The problem with asking people what they think is they might give troubling answers, as the BBC has discovered:
If there’s anything disappointing about the final list, it’s the paucity of films directed or co-directed by women. There are just four out of 100. But we made sure to contact as many female critics as male ones; of those who responded, 94 (45 per cent) were women.
The obvious conclusion is women don’t make particularly good films, something even women critics agree with. However, the BBC devotes an entire, separate article telling us this isn’t so. So what is? Why, sexism, of course!
This troubling result puts the current conversation about the dearth of women film-makers in a wider context: by being barred from the exercise of their craft in cinema, women run the risk of being excluded from its history.
So women were barred from being directors, eh? Then how come four films directed by women made it onto the list?
“It’s a matter of volume,” says producer Deborah Calla, Chair of the Diversity Committee of the Producers Guild of America, the West Coast Chair of Women’s Impact Network, and advisor to the Geena Davis Institute. “There are fewer films directed by women, and so there are fewer films directed by women winning awards or being picked by festivals. Women directors end up having a smaller footprint.”
I wouldn’t have thought it matters if only ten women were directing films if their output was good enough. Welshmen are not underrepresented in marathon running because not enough of them train.
Scarcity leads to invisibility, and invisibility leads to more scarcity – and thus the history of cinema comes to be written and taught with little or no women in it.
I’ve written about this before and asked why, if sexism prevents women prevailing in the arts, they have been so staggeringly successful in publishing. Are we to believe studios were hotbeds of patriarchal oppression while publishing houses were staffed by woke feminists?
As cinema progressed from novelty to business, however, women were pushed off sets and out of studios.
So despite their talents, women were kicked out of studios because of business interests? Is this a roundabout way of saying their output didn’t sell? After all, our aforementioned booksellers didn’t seem to mind Agatha Christie, did they?
“We are on the cusp of great change, not just in Hollywood and the West, but worldwide,” adds Kelly. “We are half the world and we need to tell at least half the stories because up until now we have been hugely outnumbered. The exclusion is systemic, and the change will not be easy, but it is happening. I look forward to a time when it isn’t an issue and a director doesn’t need the prefix ‘woman’ in front of that title.”

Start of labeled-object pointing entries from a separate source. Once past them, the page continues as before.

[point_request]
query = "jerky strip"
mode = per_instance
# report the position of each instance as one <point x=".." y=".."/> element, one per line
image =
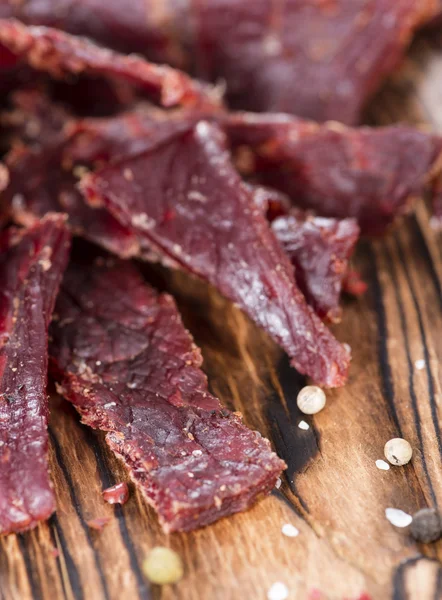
<point x="131" y="369"/>
<point x="49" y="150"/>
<point x="63" y="55"/>
<point x="320" y="60"/>
<point x="190" y="209"/>
<point x="31" y="265"/>
<point x="365" y="173"/>
<point x="319" y="249"/>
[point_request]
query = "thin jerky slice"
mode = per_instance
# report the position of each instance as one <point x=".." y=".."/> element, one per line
<point x="63" y="55"/>
<point x="131" y="26"/>
<point x="131" y="369"/>
<point x="353" y="284"/>
<point x="31" y="266"/>
<point x="57" y="147"/>
<point x="319" y="248"/>
<point x="336" y="171"/>
<point x="320" y="60"/>
<point x="190" y="209"/>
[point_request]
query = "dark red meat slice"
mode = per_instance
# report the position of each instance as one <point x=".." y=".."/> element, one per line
<point x="322" y="60"/>
<point x="190" y="209"/>
<point x="131" y="369"/>
<point x="117" y="494"/>
<point x="319" y="249"/>
<point x="365" y="173"/>
<point x="40" y="184"/>
<point x="63" y="55"/>
<point x="99" y="523"/>
<point x="353" y="284"/>
<point x="57" y="147"/>
<point x="144" y="26"/>
<point x="31" y="266"/>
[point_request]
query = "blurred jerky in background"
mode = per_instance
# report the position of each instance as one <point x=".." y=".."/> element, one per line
<point x="322" y="60"/>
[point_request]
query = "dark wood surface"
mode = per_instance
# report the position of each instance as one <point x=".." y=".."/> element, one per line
<point x="333" y="492"/>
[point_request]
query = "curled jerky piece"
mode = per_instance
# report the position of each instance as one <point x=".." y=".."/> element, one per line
<point x="131" y="369"/>
<point x="319" y="249"/>
<point x="31" y="266"/>
<point x="50" y="148"/>
<point x="62" y="55"/>
<point x="365" y="173"/>
<point x="190" y="209"/>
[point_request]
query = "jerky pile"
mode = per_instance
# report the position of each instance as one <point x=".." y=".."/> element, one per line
<point x="145" y="162"/>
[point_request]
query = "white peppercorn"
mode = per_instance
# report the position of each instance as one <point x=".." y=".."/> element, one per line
<point x="311" y="399"/>
<point x="398" y="452"/>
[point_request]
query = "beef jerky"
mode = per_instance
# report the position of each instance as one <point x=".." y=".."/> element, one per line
<point x="117" y="494"/>
<point x="319" y="248"/>
<point x="57" y="147"/>
<point x="31" y="265"/>
<point x="131" y="369"/>
<point x="353" y="284"/>
<point x="190" y="209"/>
<point x="271" y="202"/>
<point x="62" y="56"/>
<point x="320" y="60"/>
<point x="365" y="173"/>
<point x="142" y="26"/>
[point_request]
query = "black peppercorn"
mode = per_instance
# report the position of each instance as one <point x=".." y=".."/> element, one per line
<point x="426" y="526"/>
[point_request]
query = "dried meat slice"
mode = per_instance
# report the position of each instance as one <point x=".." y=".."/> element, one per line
<point x="319" y="60"/>
<point x="126" y="362"/>
<point x="131" y="26"/>
<point x="319" y="248"/>
<point x="32" y="262"/>
<point x="62" y="56"/>
<point x="49" y="150"/>
<point x="365" y="173"/>
<point x="190" y="209"/>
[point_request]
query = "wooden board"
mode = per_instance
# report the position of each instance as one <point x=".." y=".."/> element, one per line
<point x="333" y="492"/>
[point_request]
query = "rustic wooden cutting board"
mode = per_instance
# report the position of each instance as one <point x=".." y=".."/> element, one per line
<point x="333" y="493"/>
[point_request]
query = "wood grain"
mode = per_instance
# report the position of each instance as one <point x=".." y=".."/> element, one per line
<point x="332" y="492"/>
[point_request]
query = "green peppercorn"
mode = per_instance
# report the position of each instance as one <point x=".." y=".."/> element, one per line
<point x="163" y="566"/>
<point x="426" y="526"/>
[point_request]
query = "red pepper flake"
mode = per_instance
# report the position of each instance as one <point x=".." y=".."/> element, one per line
<point x="117" y="494"/>
<point x="99" y="523"/>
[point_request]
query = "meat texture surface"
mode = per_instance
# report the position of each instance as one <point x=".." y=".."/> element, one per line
<point x="126" y="362"/>
<point x="62" y="56"/>
<point x="319" y="60"/>
<point x="319" y="249"/>
<point x="31" y="266"/>
<point x="370" y="174"/>
<point x="189" y="209"/>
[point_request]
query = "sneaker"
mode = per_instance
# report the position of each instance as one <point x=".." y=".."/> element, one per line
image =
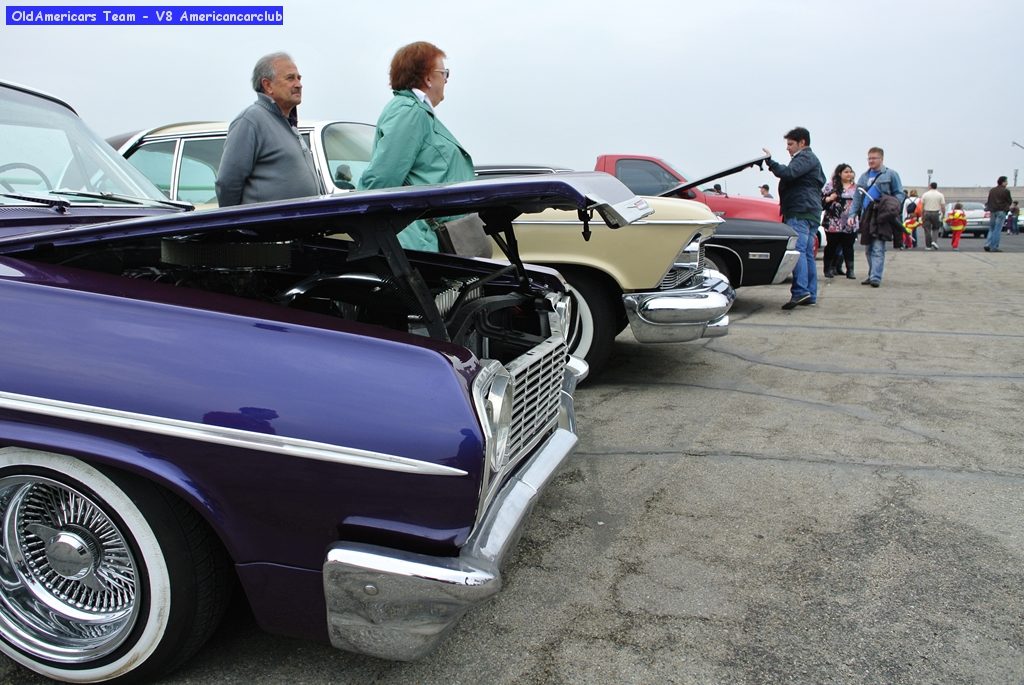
<point x="792" y="304"/>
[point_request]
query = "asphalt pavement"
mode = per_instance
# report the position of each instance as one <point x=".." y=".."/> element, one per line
<point x="828" y="495"/>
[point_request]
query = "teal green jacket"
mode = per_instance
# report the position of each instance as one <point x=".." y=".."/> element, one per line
<point x="413" y="147"/>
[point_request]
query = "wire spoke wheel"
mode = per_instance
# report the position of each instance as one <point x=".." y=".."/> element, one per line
<point x="71" y="583"/>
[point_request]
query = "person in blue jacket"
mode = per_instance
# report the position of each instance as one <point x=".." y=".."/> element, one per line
<point x="413" y="146"/>
<point x="800" y="184"/>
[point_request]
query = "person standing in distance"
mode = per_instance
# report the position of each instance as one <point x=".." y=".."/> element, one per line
<point x="265" y="158"/>
<point x="800" y="185"/>
<point x="934" y="208"/>
<point x="997" y="206"/>
<point x="879" y="181"/>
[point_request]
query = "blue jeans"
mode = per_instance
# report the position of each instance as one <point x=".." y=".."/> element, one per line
<point x="876" y="252"/>
<point x="995" y="221"/>
<point x="805" y="274"/>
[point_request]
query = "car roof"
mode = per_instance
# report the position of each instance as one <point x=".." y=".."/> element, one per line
<point x="126" y="141"/>
<point x="34" y="91"/>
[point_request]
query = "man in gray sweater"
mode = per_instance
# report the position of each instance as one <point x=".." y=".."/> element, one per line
<point x="264" y="156"/>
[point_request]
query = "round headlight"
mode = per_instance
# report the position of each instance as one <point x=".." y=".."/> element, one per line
<point x="493" y="395"/>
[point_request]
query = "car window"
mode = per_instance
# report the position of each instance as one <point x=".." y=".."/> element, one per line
<point x="198" y="174"/>
<point x="45" y="147"/>
<point x="156" y="161"/>
<point x="644" y="177"/>
<point x="347" y="146"/>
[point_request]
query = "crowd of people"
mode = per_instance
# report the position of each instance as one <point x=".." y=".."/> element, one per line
<point x="876" y="207"/>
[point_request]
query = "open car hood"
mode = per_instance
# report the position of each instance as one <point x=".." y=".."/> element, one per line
<point x="368" y="215"/>
<point x="683" y="187"/>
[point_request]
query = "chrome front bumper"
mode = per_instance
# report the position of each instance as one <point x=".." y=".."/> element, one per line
<point x="399" y="605"/>
<point x="785" y="266"/>
<point x="682" y="314"/>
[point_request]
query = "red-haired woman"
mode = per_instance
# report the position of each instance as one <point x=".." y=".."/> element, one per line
<point x="413" y="147"/>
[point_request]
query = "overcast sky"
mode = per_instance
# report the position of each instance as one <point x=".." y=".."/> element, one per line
<point x="937" y="84"/>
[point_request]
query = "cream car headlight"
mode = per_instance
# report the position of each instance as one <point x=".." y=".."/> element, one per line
<point x="493" y="396"/>
<point x="558" y="318"/>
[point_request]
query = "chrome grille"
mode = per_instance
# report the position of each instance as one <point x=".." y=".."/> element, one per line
<point x="538" y="377"/>
<point x="683" y="273"/>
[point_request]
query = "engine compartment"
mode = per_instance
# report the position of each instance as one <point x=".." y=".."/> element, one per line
<point x="486" y="307"/>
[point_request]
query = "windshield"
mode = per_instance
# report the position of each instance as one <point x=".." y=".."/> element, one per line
<point x="347" y="146"/>
<point x="46" y="148"/>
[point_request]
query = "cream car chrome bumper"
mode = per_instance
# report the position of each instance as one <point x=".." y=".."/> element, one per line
<point x="683" y="314"/>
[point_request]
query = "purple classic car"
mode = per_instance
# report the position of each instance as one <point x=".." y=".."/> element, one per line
<point x="274" y="392"/>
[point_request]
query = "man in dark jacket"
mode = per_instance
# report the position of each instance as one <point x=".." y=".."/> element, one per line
<point x="800" y="203"/>
<point x="878" y="182"/>
<point x="997" y="206"/>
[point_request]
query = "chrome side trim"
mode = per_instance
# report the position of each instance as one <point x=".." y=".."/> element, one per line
<point x="639" y="222"/>
<point x="279" y="444"/>
<point x="730" y="237"/>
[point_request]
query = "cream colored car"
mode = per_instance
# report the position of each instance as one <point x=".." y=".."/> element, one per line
<point x="649" y="275"/>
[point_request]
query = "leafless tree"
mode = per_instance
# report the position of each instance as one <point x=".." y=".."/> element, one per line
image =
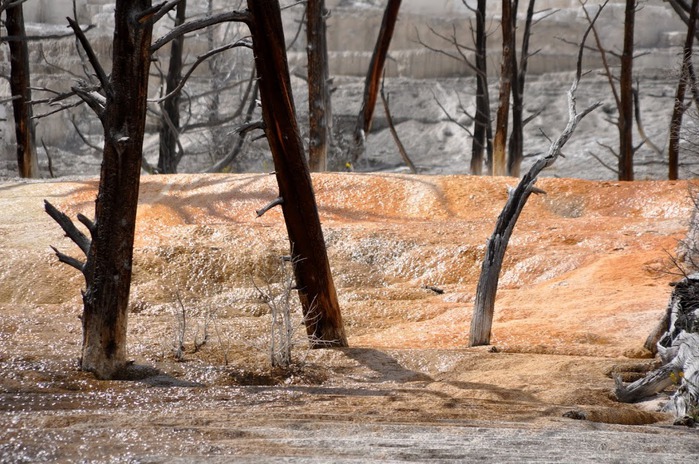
<point x="120" y="103"/>
<point x="169" y="156"/>
<point x="373" y="77"/>
<point x="499" y="166"/>
<point x="625" y="123"/>
<point x="484" y="306"/>
<point x="319" y="102"/>
<point x="20" y="87"/>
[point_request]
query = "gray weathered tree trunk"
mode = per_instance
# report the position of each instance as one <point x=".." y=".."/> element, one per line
<point x="625" y="123"/>
<point x="679" y="352"/>
<point x="484" y="306"/>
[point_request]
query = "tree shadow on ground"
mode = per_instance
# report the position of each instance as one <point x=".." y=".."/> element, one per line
<point x="387" y="369"/>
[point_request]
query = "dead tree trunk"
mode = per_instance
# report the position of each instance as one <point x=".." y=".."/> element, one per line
<point x="679" y="351"/>
<point x="319" y="103"/>
<point x="626" y="150"/>
<point x="21" y="92"/>
<point x="503" y="114"/>
<point x="679" y="106"/>
<point x="122" y="109"/>
<point x="373" y="77"/>
<point x="516" y="145"/>
<point x="482" y="128"/>
<point x="484" y="306"/>
<point x="169" y="156"/>
<point x="312" y="269"/>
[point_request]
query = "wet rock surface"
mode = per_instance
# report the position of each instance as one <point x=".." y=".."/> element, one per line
<point x="584" y="282"/>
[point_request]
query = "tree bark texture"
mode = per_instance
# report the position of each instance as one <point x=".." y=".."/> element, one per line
<point x="312" y="269"/>
<point x="503" y="114"/>
<point x="625" y="122"/>
<point x="109" y="262"/>
<point x="169" y="157"/>
<point x="679" y="107"/>
<point x="516" y="145"/>
<point x="27" y="162"/>
<point x="679" y="352"/>
<point x="373" y="78"/>
<point x="484" y="305"/>
<point x="319" y="103"/>
<point x="482" y="129"/>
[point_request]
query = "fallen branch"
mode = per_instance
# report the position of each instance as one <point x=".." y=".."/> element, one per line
<point x="679" y="351"/>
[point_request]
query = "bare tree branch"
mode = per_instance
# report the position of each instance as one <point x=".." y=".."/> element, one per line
<point x="239" y="16"/>
<point x="244" y="42"/>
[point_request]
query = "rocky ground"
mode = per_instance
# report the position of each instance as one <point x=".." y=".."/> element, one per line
<point x="585" y="280"/>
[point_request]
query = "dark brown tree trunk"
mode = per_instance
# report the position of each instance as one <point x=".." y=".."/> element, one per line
<point x="625" y="122"/>
<point x="516" y="146"/>
<point x="311" y="267"/>
<point x="499" y="167"/>
<point x="169" y="156"/>
<point x="679" y="107"/>
<point x="373" y="78"/>
<point x="319" y="108"/>
<point x="482" y="129"/>
<point x="21" y="92"/>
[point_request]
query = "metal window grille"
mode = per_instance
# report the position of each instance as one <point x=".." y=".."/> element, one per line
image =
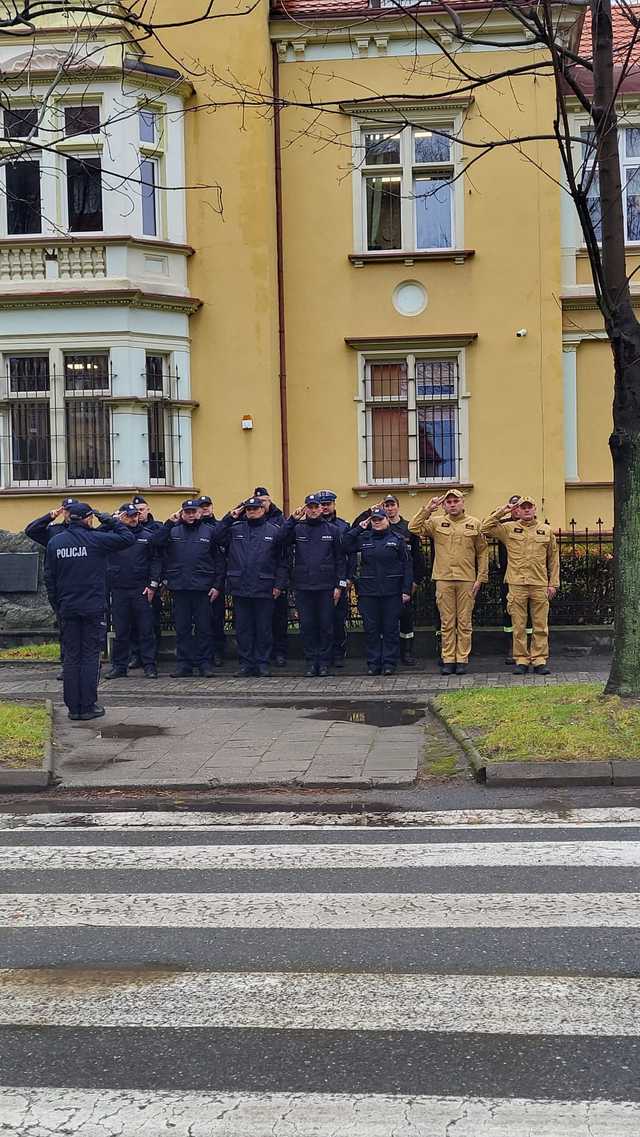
<point x="412" y="421"/>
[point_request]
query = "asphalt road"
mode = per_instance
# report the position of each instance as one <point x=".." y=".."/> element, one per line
<point x="263" y="978"/>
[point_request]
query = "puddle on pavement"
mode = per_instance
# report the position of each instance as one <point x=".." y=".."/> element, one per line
<point x="367" y="713"/>
<point x="131" y="730"/>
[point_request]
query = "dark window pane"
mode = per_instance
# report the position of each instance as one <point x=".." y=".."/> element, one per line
<point x="383" y="213"/>
<point x="28" y="374"/>
<point x="389" y="443"/>
<point x="31" y="440"/>
<point x="157" y="446"/>
<point x="23" y="198"/>
<point x="84" y="194"/>
<point x="86" y="372"/>
<point x="148" y="188"/>
<point x="382" y="149"/>
<point x="82" y="121"/>
<point x="433" y="213"/>
<point x="89" y="442"/>
<point x="155" y="374"/>
<point x="147" y="126"/>
<point x="438" y="441"/>
<point x="21" y="122"/>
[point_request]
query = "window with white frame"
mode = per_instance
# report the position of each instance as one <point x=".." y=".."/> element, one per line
<point x="629" y="149"/>
<point x="407" y="188"/>
<point x="412" y="418"/>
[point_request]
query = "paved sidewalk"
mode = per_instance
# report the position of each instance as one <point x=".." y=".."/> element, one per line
<point x="232" y="745"/>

I have a feeling Kelly is going to remain disappointed, unless she’ll be satisfied with watching mediocre female directors being applauded by SJWs as they receive participation trophies for films nobody will watch. For I suspect what’s happening is being a director requires a certain technical ability, obsession with details, risk taking, and stubborn perseverance which are more commonly found in men than women. Simply put, most women aren’t interested in becoming directors and, when they are, they don’t do a particularly good job of it. There are some exceptions – Kathryn Bigelow and Sophia Coppola have made some good films, although it would be hard to deny they’ve benefited from close proximity to male masters of the same craft – but in general women don’t make very good films, and can’t compete with men in the way their sisters who write books can. The BBC may just as well have compiled a list of the 100 best rock drummers and complained only a handful of women were on that.